Part way through June, The Great Debate premiered on SYFY. The show is a lot of fun to watch as geeks go back and forth discussing various topics and Baron Vaughn is a great host. Well, I was lucky enough to be able to ask Vaughn some questions about the show and here’s what we learned. We got to hear how different guests affected the show, how points are awarded, and even a little about Vaughn’s role on Mystery Science Theater 3000: The Return.
Tommy: Baron, it’s an honor to be able to ask you some questions. I got to see the first episode of The Great Debate and I loved it. Who were some of your favorite guests on the show?
Baron: First of all, let me say I loved every single guest that came on to the show. But people who jump to mind: Orlando Jones, Colton Dunn, Jonah Ray, Amber Nash, Aisha Tyler, Open Mike Eagle, Yassir Lester, Brian Posehn, Dani Fernandez, Janet Varney, Brea Grant – the list goes on. I knew a lot these people before we filmed but being able to meet people that I didn’t know, like Brea Grant and Amber Nash, and become friends with them was a pleasure. I got to kind of be like “Hey, I walked out of this experience with new friends.”
Tommy: Do the guests affect the topics for the episode in any way?
Baron: Yes, they do. It’s an embarrassment of riches in a lot of ways because not only did the producers provide us with fantastic already cage-free, organic, grade-A material, but every single person that we had on, of course, has very strong opinions about the things we were talking about. So, several were like “Hey, can I do my thing on this? Can I rewrite this? Can I just kind of wing it and actually speak from the heart because I know a lot about this particular show or game or character?” We want that because we want people to bring their authentic selves and that’s what people did. In that way, it’s kind of collaborative. But of course, during the show, there’s ridiculous amounts of improv, in which we were having a genuine conversation, a genuine debate – and might I add – a genuinely great time.
Tommy: Do you have any set criteria for who you award the points such as the funniest answer or a checklist of things you’re looking for?
Baron: It really just depends on the moment, you know? Sometimes an answer that made me particularly giggly might be the winning answer. Sometimes an answer that made me rethink what I thought about whatever they’re talking about might actually be the person who wins that thing. Sometimes, it’s just who moves me, ya know, like what kind of through line did they use to make their argument?
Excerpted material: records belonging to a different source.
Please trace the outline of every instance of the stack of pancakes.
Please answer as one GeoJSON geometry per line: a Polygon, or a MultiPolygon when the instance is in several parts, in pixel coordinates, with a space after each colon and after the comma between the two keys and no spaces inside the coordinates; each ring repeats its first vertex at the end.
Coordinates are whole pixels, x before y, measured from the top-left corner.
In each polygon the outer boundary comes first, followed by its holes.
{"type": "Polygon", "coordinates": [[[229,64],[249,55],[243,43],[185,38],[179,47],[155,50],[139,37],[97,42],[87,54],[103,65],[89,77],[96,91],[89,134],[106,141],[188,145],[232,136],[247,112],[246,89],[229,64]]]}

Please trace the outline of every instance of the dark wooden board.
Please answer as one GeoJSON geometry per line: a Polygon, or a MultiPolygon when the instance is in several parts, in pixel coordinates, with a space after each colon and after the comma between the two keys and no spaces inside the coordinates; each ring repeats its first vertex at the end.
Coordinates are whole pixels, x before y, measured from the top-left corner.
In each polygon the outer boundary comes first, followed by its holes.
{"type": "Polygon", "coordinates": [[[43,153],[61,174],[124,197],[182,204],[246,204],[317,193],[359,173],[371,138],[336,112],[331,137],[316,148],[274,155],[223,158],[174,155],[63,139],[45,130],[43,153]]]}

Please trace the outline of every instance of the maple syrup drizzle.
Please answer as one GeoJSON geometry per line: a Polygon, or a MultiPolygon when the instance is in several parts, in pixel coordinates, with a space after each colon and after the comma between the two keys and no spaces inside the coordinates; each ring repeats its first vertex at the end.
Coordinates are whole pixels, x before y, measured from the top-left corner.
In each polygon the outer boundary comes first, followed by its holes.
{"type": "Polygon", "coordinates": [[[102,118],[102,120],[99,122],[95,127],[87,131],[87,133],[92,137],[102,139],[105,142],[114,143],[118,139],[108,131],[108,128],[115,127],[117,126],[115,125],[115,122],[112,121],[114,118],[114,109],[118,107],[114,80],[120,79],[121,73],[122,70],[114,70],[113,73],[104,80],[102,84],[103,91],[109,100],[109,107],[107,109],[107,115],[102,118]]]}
Was it emotional, was it intellectual, was it a great combination of the two? Of course, there’s also a producer in my ear weighing in too. All of these are really the things that I consider when picking the winners.
Tommy: Are all the episodes so heavy on 80s references?
Baron: Well, there was one episode that was specifically about the 80s. But I think the 80s come up a lot because several people who are on the show lived through the 80s. And I would say the 80s is almost the beginning of pop culture as we know it. It all kind of started in the 80s, so yeah, they’ll always be a lot of references to then because these are the things that inform us, or the things that informed the people who made other things that we love. So, it’s not that we have to specifically always bring up the 80s, it’s just that we were there, you know? And we want talk about every decade in which some great nerd thing was happening!
Tommy: What was it like voicing Tom Servo in MST3K: The Return?
Baron: First of all, it was a huge honor. I portrayed a beloved character that has had others before more, with Kevin Murphy being the one people think most about. Of course then, MSTies, who are fantastic and really act like a family because they love the show… they were suspicious. For lack of a better example, it was almost like, “Guess Who’s Coming to Dinner.” It was kind of like, “Who’s this black guy in my home? Oh, it’s Sidney Poitier, okay it’s cool.” But they were unsure whether I was somebody who actually enjoyed and treasured the material, and loved these characters. I mean, this has happened over and over again when people reboot things that they don’t actually care about it and then they do things to it that’s just offensive in some way to our inner-child.
So, there was a lot of suspicion, but with Joel Hodgson at the helm, and being with Jonah Ray, Hampton Yount and all the other great people that came together to make the show – Rebecca Hanson, Felicia Day, Patton Oswalt – it was great. And we had a lot of the extended family come in and participate – Kevin Murphy, J. Elvis Weinstein and others. Once the fans saw that, they were like “Oh, okay! This is great” and luckily people really liked my interpretation of Servo. And you know, it’s an honor to be counted as a cast member on something that I think is as important as “Saturday Night Live.”
Tommy: Outside of The Great Debate, are there any other upcoming projects that fans should be excited for?
Baron: Besides “The Great Debate,” yes, there are a lot of projects that Baron E. Vaughn has coming out. Actually, on the same exact night that “The Great Debate” premiered, I had the honor of writing and directing a short horror film that was part of an anthology called “Scare Package” that aired on Shudder. It’s an anthology in which they asked a bunch of directors to pick a convention or a common trope in the horror genre and make a short comedy film. So, that’s out there on Shudder and people who have Shudder should be able to watch that!
Then also, my friend and “Great Debate panelist” Open Mike Eagle and I have a new show called “Call & Response,” which is a reaction to what’s going on in the world right now. You know, I don’t know if you’ve seen what I look like but I am a black man so I very much care about the state of Black people in this country. On the web-series, Mike and I hold almost like community center meetings, in which we have different intellectuals, academics, comedians, writers, painters and more join and just talk about what’s going on and how they’re dealing with it. Sort of just as a way to process what’s happening because there’s a lot happening and it’s very upsetting. But we know that we can do it with humor and love because we want to learn and we want to participate.